If you have $1 billion why borrow and pay intrest on $843 million especially if it ties up the $1 billion?
At the end of the deal they end up with $157 million less to use plus the intrest they have to pay. In this case it brought them $157 million closer to filing for BK. Its not like money is not coming in, it may be going out faster than its coming in but if they lose $100 million this year it would take them nearly 10 more years at that rate before they run out.
The rest of AA's debt is primarily long term bonds, short term bonds and convertible debt.
Long term bonds, like for the terminals they are building all over the country right? What is convertible debt? Would the debt for these bonds be listed as the price they were sold at or the price they mature at?
Yes, AA's principal owed is about $20 billion. The $20 billion figure is not some "total of the payments" that you mentioned - it is the principal balance.
Ok, where can I find that figure? After all you are making these claims from behind an alias. This gives you the ability, if you were so inclined, to lie in order to try and make a more convincing arguement.
Why use the term "debt load" when that term refers to payments vs income and not principal? Why not just say "debt"?
Zero, as the pension funds are not co-mingled with AA's money. Earnings on the pension funds accrue to the pension funds, not AA.
Well thats not what happened during the 90s. As I recall management was taking money out of the pension fund because earnings were higher than expected. In fact I brought this up on another thread some time ago and someone, perhaps it was you, replied that AMR HAD to take that money out.
AA didn't pay out $957 million to earn $157 million; it paid out $957 million to avoid default on its debt. It paid its bills. AA likely paid about $50 million on that $1 billion with which you seem obsessed.
$1 billion or $843 million? If they paid out $50 million for $843M then they were paying 3% less than UAL is paying for $3billion, and they went BK!
More BS? Nope - just the facts from someone who understands that businesses like AA need cash to survive.
Of course they do, but hard times require cutting things a little closer, even at 6% sitting on $4 billion is costing AMR $240 million a year.
I did counter what you said about your uninformed views of the $1 billion minimum cash covenant.
Not really.
I simply expected that a former union local treasurer would possess a greater understanding of this subject than your posts display, that's all.
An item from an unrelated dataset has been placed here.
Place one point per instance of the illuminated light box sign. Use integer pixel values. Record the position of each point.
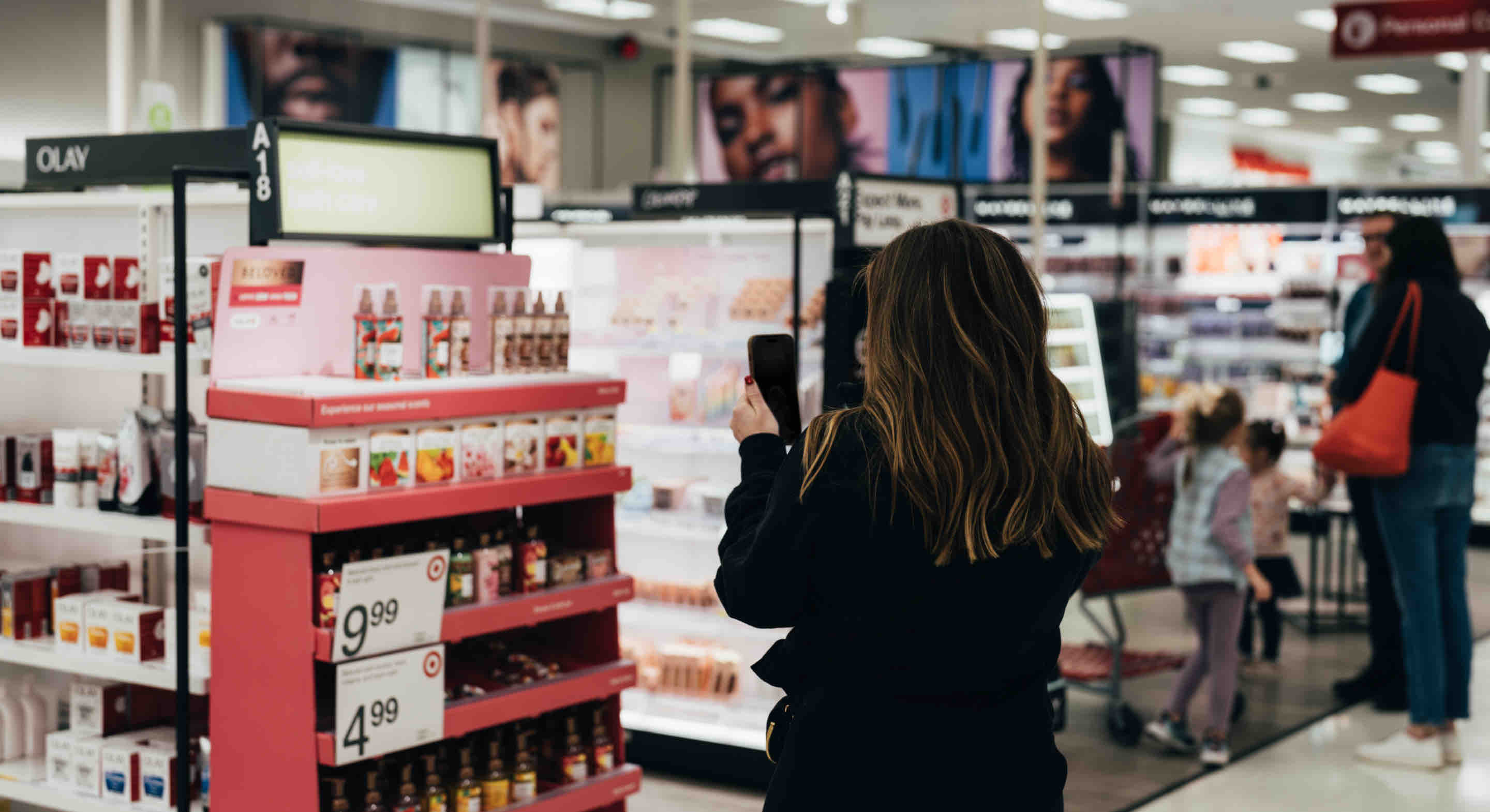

Not meant to be a petty attack - I'm truly serious: How did you get to be a treaurer of any organization while lacking such basic understanding of this subject?
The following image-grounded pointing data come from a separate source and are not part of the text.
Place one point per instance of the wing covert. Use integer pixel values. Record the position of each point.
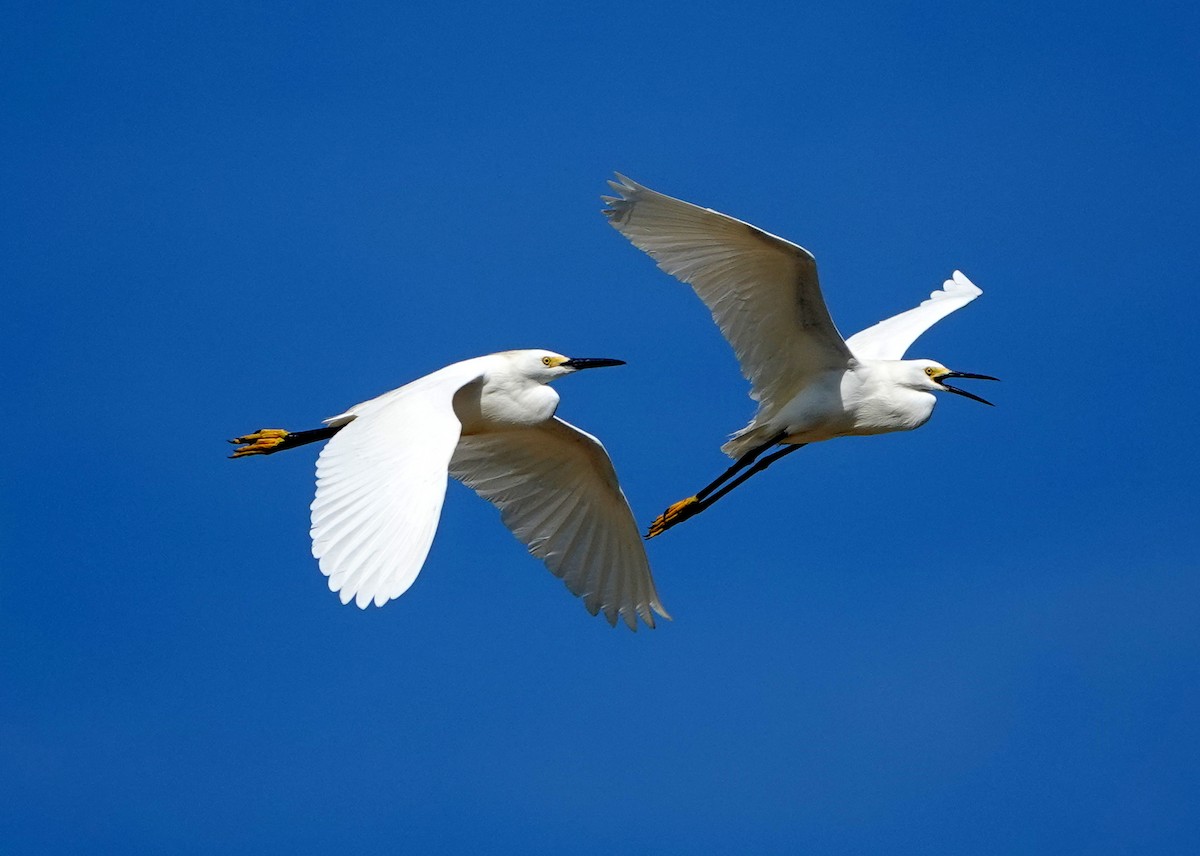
(381, 483)
(557, 491)
(762, 289)
(892, 337)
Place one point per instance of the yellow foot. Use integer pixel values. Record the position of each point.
(262, 442)
(676, 514)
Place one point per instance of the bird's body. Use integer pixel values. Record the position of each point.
(763, 293)
(490, 423)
A basic understanding of corporate financing? Well anyway you have not disproved anything I've said. If during better times AMR was OK having a much smaller amount of cash then why , when times are hard would they spend $240 million a year to sit on cash? How much did AMR lose last year? If AMR did not have the expense of sitting on that extra $4 billion in debt is it possible that they would have made a profit in 2006?